The fact is, there have been some teams that lost the conference finals in year X that were better than the the finals champ in year Y. And I think most serious sports fans- because it goes beyond basketball- understand that. We can deal with that cognitively. But when you extend that to say that player X who never won [whatever] is better than player Y who did (or maybe did several times), the wheels come off. Sports fans
do not like that. It's why the rings argument is so pervasive in basketball, and to a lesser extent football. Baseball? By the nature of the game, it's comparatively unimportant.

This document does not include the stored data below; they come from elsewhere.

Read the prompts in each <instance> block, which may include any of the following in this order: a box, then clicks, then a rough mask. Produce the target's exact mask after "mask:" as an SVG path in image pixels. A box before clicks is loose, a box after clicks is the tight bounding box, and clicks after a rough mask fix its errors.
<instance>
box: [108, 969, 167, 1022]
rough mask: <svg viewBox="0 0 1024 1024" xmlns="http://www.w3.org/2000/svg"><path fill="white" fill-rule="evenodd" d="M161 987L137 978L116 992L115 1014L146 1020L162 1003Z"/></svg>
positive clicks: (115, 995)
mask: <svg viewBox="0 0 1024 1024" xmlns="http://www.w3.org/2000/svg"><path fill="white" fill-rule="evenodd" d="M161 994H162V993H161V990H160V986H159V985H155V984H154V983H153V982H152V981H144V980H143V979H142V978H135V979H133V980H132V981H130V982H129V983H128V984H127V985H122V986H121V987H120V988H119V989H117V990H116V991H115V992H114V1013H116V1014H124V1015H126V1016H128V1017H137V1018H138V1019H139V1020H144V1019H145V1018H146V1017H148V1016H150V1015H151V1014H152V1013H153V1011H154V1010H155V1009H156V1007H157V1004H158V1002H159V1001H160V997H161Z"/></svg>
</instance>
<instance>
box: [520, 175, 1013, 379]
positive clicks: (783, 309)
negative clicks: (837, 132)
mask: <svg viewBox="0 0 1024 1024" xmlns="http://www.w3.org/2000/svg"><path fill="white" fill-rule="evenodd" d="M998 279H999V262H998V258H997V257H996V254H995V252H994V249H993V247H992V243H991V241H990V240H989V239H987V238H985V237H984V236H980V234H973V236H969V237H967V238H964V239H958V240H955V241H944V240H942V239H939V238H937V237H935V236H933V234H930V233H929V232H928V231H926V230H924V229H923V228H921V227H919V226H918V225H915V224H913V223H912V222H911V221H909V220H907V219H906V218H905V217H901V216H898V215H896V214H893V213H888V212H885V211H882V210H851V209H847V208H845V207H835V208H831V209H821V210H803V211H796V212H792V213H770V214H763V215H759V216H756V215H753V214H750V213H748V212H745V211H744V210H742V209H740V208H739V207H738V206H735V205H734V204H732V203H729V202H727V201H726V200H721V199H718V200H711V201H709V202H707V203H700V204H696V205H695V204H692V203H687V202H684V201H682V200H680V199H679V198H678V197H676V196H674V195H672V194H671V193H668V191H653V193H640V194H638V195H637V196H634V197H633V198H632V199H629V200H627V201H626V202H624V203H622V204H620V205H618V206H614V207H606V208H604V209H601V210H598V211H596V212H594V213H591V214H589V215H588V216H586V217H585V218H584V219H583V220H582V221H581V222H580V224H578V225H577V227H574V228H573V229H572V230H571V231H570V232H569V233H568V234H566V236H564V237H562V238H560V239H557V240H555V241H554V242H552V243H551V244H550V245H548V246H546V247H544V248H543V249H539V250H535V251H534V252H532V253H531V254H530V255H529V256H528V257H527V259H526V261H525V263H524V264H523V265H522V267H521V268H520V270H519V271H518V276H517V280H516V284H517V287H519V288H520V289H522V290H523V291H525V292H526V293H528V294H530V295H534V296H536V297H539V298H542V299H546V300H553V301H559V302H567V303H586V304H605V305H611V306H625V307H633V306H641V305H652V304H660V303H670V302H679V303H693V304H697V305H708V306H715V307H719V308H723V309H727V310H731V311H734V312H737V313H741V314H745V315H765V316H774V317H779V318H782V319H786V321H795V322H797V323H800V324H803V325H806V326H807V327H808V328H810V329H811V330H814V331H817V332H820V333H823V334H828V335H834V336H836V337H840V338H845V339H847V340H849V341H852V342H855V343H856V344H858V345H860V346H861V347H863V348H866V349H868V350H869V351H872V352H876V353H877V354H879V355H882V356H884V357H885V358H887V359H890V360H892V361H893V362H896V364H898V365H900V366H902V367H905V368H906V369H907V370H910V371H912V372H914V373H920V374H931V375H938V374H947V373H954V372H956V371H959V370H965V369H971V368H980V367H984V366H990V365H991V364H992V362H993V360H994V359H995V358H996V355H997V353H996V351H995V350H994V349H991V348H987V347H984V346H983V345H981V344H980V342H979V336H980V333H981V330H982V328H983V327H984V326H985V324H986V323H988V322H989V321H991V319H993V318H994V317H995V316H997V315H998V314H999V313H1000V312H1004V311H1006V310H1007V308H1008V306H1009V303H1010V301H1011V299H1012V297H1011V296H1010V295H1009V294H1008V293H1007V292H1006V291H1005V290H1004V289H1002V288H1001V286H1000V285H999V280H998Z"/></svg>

The difference between 7 and 20 in the list of all-time great basketball players is very small, but what's more is that we need to acknowledge how large a role luck and circumstance play in it. I mean, I'm on the fence about Bryant and Olajuwon, but if someone says Kobe is marginally better on the virtue of one of Kobe's rings it gets tortured. Doesn't that kind of argument lend itself to Kobe Bryant being a better basketball than Hakeem Olajuwon partially because Vlade Divac accidentally tipped a rebound to Robert Horry one day and Horry made a shot? If Jordan is better than Chamberlain because of six titles where five wouldn't have cut it, is Jordan better because Horace Grant once made a nice pass to John Paxson for 3?
There's got to be a better system, and that's why I side with statistics usually. An objective representation of
most- if not all- of a players production on the court. And try to just leave it at that.